Sunday 3 July 2011

Money in the hat

Vietnam, Mekong Delta

Three of the four tourists wore their tour-inclusive pointed bamboo hats as they were paddled fore and aft in a canoe through the thin, mangrove lined canal just off the Mekong River in southern Vietnam.  The fourth, grumpy at being herded around, harrumph-ing at the trash that littered the banks, and displaying the effects of a traveller’s worst fear; meeting other travellers, mumbled ‘don’t want it’ when the bamboo hats were passed back through the canoe.  Can you guess who this grump was readers?

Passing other canoes heading in the opposite direction, light of load now their tourist meat had been delivered to the waiting boat, the fore paddlers hissed an initially unintelligible phrase to us – ‘teeep morny’.  ‘What are they saying’? I asked Helen.  ‘Good morning, I think’ she responded, as another paddler hissed at us, this time rubbing his thumb and forefingers together.  ‘Oh, right, I see, they’re saying tip money’, I said, the repeated pleas now becoming clearer, more insistent, and frankly more irritating with each passing canoe.  A clever and unequivocal little phrase that one, precluding as it does the waggish response of ‘don’t eat yellow snow’.  Being harangued into tipping is an experience that can sully the most pleasant of experiences, just as excessive hawking and the directive of ‘you buy something’ can ruin a browse through a market.  And yet, irritating as these things may be, I still understand and admire the enterprise of it, perhaps even the necessity of it, for this is a game in which the outcome matters far more to the hawker than the prey.  Nonetheless, a t-shirt that reads ‘no thanks, got enough crap already’ would be a useful wardrobe addition to the market browser in Vietnam.   

The hissing paddlers were part of a two day ‘Mekong Explorer’ tour, run out of Ho Chi Minh City (formerly Saigon), a ludicrously good value way to get to Cat Tho, stay overnight, then reject the return bus journey back to the city (so ludicrously good value and with such small margins that I wondered what the paddlers cut of the take was - not much I concluded handing over a tip).
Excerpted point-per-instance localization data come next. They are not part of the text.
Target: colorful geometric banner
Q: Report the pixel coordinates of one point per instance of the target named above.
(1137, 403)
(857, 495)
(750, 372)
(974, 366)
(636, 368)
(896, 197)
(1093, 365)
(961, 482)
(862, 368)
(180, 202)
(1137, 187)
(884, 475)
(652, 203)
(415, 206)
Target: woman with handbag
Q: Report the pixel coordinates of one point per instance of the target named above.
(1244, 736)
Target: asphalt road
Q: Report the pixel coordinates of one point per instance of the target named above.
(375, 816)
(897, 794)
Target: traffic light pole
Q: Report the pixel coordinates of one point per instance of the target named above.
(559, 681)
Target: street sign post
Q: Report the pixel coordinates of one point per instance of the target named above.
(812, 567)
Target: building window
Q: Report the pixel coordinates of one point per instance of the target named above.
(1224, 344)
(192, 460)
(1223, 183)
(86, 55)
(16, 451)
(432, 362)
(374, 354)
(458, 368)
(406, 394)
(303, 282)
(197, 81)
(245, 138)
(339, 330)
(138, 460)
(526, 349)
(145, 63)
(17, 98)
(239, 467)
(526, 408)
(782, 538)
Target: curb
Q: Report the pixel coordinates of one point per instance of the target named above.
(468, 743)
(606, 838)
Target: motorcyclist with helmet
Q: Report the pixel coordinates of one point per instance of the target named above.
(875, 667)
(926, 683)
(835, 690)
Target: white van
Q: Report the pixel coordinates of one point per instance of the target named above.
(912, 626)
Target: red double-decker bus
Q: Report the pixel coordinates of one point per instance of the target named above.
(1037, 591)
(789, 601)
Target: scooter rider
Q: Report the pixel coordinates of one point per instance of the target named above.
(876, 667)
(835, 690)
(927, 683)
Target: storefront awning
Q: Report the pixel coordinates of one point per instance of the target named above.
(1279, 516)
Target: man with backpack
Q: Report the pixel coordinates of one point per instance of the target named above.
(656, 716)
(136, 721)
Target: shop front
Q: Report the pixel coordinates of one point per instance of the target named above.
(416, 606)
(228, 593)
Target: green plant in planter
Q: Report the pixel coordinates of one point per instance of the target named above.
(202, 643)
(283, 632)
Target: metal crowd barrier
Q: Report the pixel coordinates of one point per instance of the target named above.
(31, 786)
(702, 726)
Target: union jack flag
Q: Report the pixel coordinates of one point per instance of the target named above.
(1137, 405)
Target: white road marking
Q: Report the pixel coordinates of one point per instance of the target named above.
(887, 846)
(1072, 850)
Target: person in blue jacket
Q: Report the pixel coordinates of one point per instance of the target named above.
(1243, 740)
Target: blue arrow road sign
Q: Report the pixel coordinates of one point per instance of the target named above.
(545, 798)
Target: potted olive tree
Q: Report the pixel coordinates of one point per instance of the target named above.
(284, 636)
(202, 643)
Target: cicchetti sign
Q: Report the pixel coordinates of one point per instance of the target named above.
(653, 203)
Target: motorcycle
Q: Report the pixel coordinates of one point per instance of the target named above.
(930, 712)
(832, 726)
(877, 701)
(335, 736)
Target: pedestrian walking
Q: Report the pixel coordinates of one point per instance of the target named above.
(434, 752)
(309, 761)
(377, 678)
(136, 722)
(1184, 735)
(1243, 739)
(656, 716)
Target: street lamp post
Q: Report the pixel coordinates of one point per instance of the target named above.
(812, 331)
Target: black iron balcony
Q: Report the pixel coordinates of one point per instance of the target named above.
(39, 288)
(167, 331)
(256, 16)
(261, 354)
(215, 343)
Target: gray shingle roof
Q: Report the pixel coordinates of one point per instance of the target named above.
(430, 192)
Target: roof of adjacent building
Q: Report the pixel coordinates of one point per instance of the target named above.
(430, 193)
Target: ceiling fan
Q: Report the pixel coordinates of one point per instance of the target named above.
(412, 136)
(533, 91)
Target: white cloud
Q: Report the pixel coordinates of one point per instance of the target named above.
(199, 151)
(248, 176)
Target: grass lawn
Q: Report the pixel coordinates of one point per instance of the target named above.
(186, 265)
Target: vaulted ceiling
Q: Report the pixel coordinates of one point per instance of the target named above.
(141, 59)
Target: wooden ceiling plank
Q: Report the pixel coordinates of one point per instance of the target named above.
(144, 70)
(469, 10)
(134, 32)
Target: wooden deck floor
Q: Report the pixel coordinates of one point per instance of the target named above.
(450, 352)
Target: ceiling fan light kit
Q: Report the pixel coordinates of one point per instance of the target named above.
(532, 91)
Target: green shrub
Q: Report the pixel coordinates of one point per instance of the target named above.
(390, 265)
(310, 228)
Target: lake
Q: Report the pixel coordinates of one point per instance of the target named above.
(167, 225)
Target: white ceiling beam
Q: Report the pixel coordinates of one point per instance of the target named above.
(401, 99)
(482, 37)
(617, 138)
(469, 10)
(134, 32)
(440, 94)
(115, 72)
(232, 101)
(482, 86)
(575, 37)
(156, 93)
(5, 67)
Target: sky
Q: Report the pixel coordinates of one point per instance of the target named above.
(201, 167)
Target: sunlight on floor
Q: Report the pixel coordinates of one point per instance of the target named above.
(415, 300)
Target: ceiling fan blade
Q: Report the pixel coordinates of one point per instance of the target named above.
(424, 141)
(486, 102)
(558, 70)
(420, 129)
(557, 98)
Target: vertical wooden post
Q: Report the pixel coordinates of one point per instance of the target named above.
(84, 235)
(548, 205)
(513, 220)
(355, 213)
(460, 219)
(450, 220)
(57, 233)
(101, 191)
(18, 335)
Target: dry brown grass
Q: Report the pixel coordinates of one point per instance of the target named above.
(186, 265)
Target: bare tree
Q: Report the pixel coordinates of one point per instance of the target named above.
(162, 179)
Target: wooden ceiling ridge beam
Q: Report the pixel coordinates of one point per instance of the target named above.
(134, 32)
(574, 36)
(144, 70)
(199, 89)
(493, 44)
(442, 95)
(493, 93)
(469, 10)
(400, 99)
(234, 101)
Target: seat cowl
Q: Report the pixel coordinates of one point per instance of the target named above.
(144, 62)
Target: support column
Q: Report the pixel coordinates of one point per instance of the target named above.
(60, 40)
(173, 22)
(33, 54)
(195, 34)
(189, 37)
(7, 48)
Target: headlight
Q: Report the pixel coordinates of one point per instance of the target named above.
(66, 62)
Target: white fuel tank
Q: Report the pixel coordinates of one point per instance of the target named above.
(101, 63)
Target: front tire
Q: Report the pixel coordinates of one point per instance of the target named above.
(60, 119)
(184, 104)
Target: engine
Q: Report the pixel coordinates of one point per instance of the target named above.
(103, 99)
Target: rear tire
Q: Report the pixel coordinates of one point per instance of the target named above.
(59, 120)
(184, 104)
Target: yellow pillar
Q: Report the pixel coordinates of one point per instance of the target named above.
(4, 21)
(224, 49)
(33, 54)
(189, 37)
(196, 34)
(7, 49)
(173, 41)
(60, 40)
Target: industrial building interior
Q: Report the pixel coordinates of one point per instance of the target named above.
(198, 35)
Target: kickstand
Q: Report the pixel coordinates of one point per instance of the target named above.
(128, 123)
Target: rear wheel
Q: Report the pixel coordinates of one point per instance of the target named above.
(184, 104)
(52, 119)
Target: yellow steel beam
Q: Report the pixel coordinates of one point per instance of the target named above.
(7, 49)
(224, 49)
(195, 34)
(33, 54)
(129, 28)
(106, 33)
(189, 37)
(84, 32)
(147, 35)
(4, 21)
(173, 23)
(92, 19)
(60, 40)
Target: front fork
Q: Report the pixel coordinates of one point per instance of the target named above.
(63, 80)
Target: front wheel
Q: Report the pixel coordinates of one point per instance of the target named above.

So instead of heading back to Ho Chi Minh City with the rest of the group we have continued west, towards the coast and then on to Phu Quoc Island, where I sit now, overlooking the Gulf of Thailand, a cool sea breeze cutting through the humidity of the day, my writing instruments of beer, cigarettes, notebook, and laptop fanned out in front of me.  The tour made me grumpy at first, but as it went on I became more pensive, the continual undertone of tips, kickbacks, and tourist trappings shifting from an irritant into an insight.  An insight into a nation that has quietly said no the political philosophy of the communist government, and has collectively jumped on to the capitalist bandwagon, grappling over each other to reach the Rolls Royce at the front of the traffic jam.    

On the second day, in a quiet moment, I asked our guide what ambitions young people like him had.  His response, ‘to make money’, does not translate well into the written word, as it implies the kind of shallowness that those who yearn to ‘be famous, just famous’ exhibit.  However, he was saying more than this, I think; he was telling me the chance was there to do something other than just survive, that the luxury of peace and relative stability was a platform not to be squandered.  With an accent and phrases that were a bizarre mix of Seattle and Saigon, his tour guide patter also provided an insight into what exercises the collective mind of the country’s youth.  We weren’t there man, we weren’t there! was his unspoken cry, the war a non-memory, an irrelevance to the young of this striding society.  He spoke of wealth, and non-wealth, of how people made a living, and of international relations between themselves and their neighbouring countries of Laos, China and Cambodia, each trying to harness, in this case, the Mekong River and its banks as a power and revenue generator. His tour commentary, repeated daily and with the same jokes no doubt, seemed nonetheless to have a spontaneous edge to it, as if he was thinking out loud, trying to understand his rapidly shifting country, and his place in it.  The word ‘money’ littered his soliloquies; how to get it, how it has been lost, what it’s like to have little but want lots. 

And I ended up rather liking him for it.  He taught me more than I could ever learn from a book, he revealed a lot about what the national character of Vietnam’s youth is like, and he did so with a charming uncertainty of just how he would fit in, but a rigid certainty that he wanted a piece of this new world pie.  In some ways I think this makes this young lad from Saigon no different from a peer in Seattle.  He wanted to get on, but just wasn't sure how yet, and I liked him for that.

But I’m still not wearing that bloody stupid hat.